06-29-2016 10:04:55.643 -0400 WARN SHPSlave - event=SHPSlave::delegatedJobCompletion Failed to notify captain of job completion job=scheduler__nobody__prelert__RMD57403f7e9934e6f78_at_1467208920_3438_6408AC6F-431C-41D6-B4EE-7BE2A978D5D6. reason=failed method=POST path=/services/shcluster/captain/jobs/scheduler__nobody__prelert__RMD57403f7e9934e6f78_at_1467208920_3438_6408AC6F-431C-41D6-B4EE-7BE2A978D5D6/report_job_completion captain=xsplunkm3d:8089 rc=0 actual_response_code=500 expected_response_code=200 status_line=Internal Server Error error="<response>\n <messages>\n <msg type="ERROR">\n In handler 'shclustercaptainjobs': job completion failed peer=6408AC6F-431C-41D6-B4EE-7BE2A978D5D6 sid=scheduler__nobody__prelert__RMD57403f7e9934e6f78_at_1467208920_3438_6408AC6F-431C-41D6-B4EE-7BE2A978D5D6 (reason: event=SHPMaster::handleDelegatedJobCompletion peer=6408AC6F-431C-41D6-B4EE-7BE2A978D5D6 job=scheduler__nobody__prelert__RMD57403f7e9934e6f78_at_1467208920_3438_6408AC6F-431C-41D6-B4EE-7BE2A978D5D6 did not exist in map)</msg>\n </messages>\n</response>\n"

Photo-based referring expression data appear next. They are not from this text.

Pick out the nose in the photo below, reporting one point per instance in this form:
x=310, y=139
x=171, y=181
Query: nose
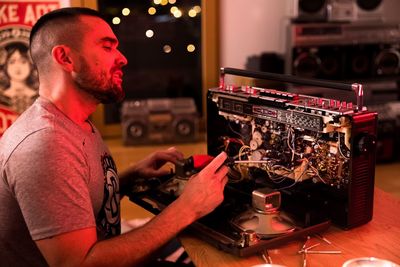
x=121, y=59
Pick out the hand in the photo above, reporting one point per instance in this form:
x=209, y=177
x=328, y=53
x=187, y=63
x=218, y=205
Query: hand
x=151, y=165
x=205, y=191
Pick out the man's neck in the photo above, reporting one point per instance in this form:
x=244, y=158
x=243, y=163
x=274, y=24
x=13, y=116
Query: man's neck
x=77, y=106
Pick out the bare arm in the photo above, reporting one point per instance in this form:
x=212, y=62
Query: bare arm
x=202, y=194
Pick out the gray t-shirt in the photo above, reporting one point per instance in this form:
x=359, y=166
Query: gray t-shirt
x=54, y=178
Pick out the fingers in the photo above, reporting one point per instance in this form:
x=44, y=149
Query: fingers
x=216, y=163
x=169, y=155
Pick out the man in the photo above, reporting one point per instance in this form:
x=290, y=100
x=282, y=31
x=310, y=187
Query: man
x=59, y=191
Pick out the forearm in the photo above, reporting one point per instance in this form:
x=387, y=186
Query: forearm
x=135, y=247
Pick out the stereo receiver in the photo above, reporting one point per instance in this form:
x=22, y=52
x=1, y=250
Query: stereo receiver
x=297, y=163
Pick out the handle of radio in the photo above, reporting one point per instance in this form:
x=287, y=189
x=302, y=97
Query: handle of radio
x=355, y=87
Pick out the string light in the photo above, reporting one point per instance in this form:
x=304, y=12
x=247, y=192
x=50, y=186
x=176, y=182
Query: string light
x=173, y=9
x=126, y=11
x=116, y=20
x=149, y=33
x=190, y=48
x=192, y=13
x=152, y=10
x=177, y=14
x=167, y=49
x=197, y=9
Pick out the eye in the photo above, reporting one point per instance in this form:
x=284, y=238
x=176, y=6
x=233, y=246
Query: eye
x=107, y=48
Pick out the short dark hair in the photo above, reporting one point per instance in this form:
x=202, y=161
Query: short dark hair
x=62, y=13
x=60, y=26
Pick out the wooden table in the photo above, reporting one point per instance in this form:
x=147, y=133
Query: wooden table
x=379, y=238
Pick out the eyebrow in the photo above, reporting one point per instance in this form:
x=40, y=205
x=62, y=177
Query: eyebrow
x=109, y=39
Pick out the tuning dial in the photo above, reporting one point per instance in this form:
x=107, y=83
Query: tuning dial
x=364, y=143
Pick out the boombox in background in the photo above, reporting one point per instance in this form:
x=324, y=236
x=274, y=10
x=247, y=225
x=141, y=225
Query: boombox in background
x=343, y=51
x=159, y=121
x=337, y=10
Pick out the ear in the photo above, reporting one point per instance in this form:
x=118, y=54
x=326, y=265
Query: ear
x=62, y=55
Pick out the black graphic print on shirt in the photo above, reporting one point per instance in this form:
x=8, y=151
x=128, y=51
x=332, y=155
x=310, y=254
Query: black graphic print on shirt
x=108, y=221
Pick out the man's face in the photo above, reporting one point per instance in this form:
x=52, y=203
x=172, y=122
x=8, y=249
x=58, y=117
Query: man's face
x=99, y=65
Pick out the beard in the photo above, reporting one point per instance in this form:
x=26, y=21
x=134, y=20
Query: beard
x=98, y=85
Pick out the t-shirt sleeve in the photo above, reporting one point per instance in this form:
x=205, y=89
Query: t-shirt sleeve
x=50, y=185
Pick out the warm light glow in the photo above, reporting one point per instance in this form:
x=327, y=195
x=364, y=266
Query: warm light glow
x=126, y=11
x=167, y=49
x=192, y=13
x=191, y=48
x=116, y=20
x=197, y=9
x=152, y=11
x=178, y=14
x=149, y=33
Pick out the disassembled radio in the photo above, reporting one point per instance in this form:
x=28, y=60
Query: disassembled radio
x=297, y=163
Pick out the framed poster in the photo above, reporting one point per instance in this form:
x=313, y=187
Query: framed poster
x=18, y=76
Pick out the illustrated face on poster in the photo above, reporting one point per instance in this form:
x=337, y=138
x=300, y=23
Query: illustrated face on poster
x=18, y=76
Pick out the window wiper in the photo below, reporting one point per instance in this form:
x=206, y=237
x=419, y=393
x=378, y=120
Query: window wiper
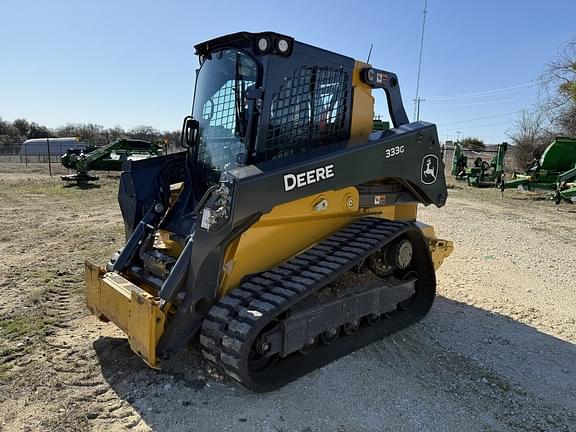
x=238, y=105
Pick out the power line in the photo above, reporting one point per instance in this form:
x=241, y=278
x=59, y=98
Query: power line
x=475, y=126
x=479, y=118
x=480, y=103
x=417, y=98
x=485, y=93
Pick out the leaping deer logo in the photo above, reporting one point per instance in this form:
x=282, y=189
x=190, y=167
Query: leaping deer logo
x=429, y=169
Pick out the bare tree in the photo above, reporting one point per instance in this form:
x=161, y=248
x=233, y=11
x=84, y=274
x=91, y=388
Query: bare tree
x=559, y=91
x=530, y=137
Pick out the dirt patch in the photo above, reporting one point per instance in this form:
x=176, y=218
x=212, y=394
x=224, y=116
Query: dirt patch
x=495, y=354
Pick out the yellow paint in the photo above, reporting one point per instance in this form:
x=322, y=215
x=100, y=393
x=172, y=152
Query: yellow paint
x=362, y=107
x=439, y=249
x=292, y=227
x=111, y=297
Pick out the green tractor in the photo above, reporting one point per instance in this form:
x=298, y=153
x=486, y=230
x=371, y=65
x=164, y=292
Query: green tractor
x=554, y=171
x=106, y=158
x=482, y=173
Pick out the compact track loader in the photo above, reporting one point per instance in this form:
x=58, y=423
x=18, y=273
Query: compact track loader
x=285, y=235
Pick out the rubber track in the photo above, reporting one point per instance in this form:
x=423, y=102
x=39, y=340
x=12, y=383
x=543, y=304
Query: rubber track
x=236, y=320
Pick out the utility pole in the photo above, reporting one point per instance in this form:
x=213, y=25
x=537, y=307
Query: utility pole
x=417, y=98
x=418, y=101
x=49, y=161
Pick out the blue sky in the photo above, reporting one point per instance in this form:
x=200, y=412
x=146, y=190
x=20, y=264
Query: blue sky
x=132, y=62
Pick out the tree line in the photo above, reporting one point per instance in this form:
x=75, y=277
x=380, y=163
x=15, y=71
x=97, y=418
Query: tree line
x=554, y=113
x=14, y=133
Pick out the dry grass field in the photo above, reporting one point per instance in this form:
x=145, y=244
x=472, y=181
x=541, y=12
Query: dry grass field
x=496, y=353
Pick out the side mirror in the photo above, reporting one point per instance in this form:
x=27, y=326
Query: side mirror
x=189, y=134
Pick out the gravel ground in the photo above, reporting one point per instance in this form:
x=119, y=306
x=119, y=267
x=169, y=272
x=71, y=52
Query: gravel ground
x=496, y=353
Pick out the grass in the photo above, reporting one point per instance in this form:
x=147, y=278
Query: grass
x=30, y=326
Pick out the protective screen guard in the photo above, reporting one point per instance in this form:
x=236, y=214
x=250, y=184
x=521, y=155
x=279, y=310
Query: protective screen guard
x=389, y=82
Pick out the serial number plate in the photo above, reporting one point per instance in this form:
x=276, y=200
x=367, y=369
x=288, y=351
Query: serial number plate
x=394, y=151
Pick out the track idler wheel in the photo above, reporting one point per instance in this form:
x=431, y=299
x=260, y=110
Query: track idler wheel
x=330, y=336
x=374, y=319
x=310, y=346
x=351, y=327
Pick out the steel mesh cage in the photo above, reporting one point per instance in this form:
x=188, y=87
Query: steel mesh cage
x=308, y=112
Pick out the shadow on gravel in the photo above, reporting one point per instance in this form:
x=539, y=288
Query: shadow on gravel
x=462, y=368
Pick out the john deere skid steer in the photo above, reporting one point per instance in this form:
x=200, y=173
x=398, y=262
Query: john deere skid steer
x=285, y=235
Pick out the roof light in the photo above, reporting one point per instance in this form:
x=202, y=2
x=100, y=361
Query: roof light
x=263, y=44
x=283, y=46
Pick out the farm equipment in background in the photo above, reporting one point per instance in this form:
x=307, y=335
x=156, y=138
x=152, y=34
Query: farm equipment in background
x=488, y=174
x=285, y=235
x=459, y=162
x=109, y=157
x=554, y=171
x=482, y=173
x=566, y=187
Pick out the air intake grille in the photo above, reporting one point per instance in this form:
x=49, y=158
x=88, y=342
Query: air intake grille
x=308, y=112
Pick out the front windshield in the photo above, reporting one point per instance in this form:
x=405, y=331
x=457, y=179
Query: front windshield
x=221, y=110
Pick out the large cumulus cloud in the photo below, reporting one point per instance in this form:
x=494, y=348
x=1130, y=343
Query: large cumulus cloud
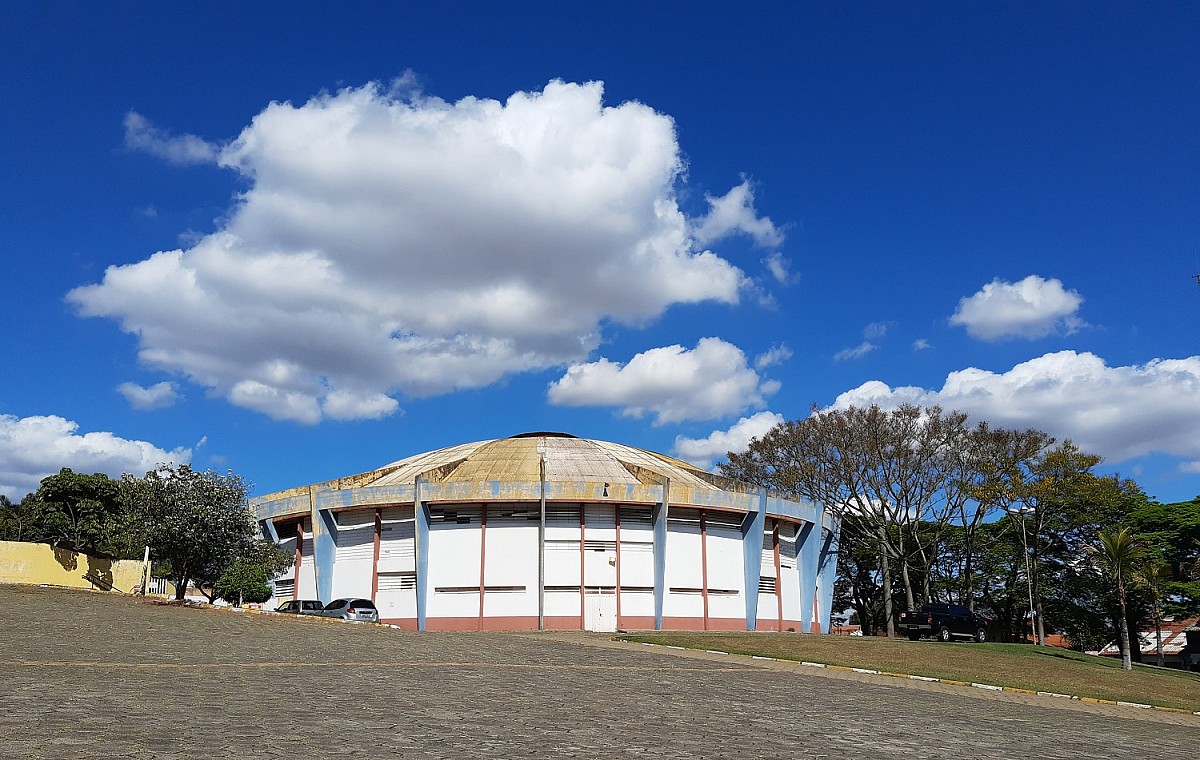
x=1119, y=412
x=389, y=245
x=35, y=447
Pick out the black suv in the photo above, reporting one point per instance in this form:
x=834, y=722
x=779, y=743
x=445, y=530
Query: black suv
x=943, y=621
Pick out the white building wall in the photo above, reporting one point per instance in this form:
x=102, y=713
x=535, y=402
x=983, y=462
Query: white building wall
x=562, y=561
x=726, y=568
x=397, y=563
x=684, y=579
x=510, y=561
x=454, y=561
x=283, y=587
x=768, y=586
x=354, y=554
x=306, y=585
x=790, y=580
x=636, y=562
x=600, y=548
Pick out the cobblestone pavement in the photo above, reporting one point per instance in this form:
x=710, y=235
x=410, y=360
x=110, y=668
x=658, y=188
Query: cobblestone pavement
x=95, y=676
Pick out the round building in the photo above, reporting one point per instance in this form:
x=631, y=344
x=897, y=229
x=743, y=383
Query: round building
x=551, y=531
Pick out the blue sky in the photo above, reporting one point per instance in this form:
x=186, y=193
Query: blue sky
x=301, y=241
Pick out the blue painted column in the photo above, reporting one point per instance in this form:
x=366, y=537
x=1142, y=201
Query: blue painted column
x=324, y=551
x=828, y=573
x=808, y=561
x=660, y=552
x=753, y=527
x=421, y=518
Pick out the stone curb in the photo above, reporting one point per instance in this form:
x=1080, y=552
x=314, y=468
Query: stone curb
x=988, y=687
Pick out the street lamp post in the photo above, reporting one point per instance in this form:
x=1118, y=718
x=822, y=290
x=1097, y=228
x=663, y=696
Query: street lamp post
x=1029, y=575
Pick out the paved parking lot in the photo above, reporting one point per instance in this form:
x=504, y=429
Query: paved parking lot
x=95, y=676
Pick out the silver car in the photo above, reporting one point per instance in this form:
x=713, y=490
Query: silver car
x=360, y=610
x=301, y=606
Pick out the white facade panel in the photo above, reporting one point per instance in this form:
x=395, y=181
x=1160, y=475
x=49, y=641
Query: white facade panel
x=601, y=522
x=455, y=542
x=790, y=578
x=640, y=603
x=600, y=612
x=306, y=585
x=354, y=554
x=510, y=566
x=397, y=540
x=562, y=603
x=684, y=570
x=726, y=572
x=636, y=563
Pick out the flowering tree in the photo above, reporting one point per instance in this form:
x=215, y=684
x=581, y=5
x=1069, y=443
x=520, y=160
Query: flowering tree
x=196, y=522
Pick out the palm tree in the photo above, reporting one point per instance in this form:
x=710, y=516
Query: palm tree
x=1153, y=578
x=1119, y=552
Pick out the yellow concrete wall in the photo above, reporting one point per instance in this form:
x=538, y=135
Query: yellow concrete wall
x=41, y=563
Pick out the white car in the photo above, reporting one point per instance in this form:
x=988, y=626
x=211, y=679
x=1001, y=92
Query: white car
x=359, y=610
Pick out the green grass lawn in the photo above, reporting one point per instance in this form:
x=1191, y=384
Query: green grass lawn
x=1024, y=666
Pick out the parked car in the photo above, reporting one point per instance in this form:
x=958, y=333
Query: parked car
x=303, y=606
x=945, y=622
x=361, y=610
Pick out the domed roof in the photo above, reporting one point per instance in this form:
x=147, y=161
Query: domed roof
x=519, y=459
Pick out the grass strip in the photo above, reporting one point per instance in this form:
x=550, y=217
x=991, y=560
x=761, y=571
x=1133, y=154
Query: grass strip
x=1011, y=665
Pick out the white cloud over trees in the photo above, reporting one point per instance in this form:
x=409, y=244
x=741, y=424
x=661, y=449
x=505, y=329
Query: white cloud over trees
x=35, y=447
x=1117, y=412
x=1032, y=307
x=391, y=243
x=706, y=452
x=157, y=396
x=672, y=383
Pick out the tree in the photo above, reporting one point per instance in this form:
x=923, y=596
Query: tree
x=78, y=512
x=1119, y=552
x=1068, y=504
x=196, y=522
x=1153, y=576
x=997, y=472
x=887, y=470
x=247, y=578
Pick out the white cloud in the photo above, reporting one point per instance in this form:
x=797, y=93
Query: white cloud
x=415, y=246
x=1032, y=307
x=1116, y=412
x=35, y=447
x=779, y=267
x=184, y=149
x=775, y=354
x=876, y=330
x=157, y=396
x=705, y=452
x=735, y=213
x=673, y=383
x=857, y=352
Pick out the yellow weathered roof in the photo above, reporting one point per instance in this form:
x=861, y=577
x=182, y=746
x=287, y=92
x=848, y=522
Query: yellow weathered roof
x=517, y=459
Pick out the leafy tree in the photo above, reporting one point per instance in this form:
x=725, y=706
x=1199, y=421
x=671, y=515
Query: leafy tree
x=81, y=513
x=1171, y=533
x=196, y=524
x=1119, y=552
x=247, y=578
x=887, y=468
x=1153, y=576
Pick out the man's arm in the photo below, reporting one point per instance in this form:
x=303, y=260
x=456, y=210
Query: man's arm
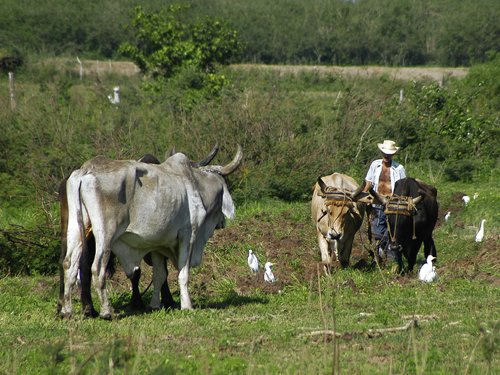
x=368, y=185
x=370, y=177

Does this give any clues to someone who knows the inner workings of this to say what's going wrong?
Perhaps refer to this issue: https://answers.splunk.com/answers/373084/bug-why-are-my-summary-searches-being-re-run-occas.html
Not in all cases, as I have seen this problem with Splunk 6.3.3, and the bug you refer to is claimed to be fixed in 6.3.0
Can anyone provide a response as to what this means?
To my understand of the logs, the scheduled search "My Report" was ran twice on two different nodes of the search head cluster. Please confirm this?!
Yes, but I believe I found the issue in that I had 2 saved searches named the same and executing at the same time. 1 private, 1 app level. It hasnt happened since I reported this.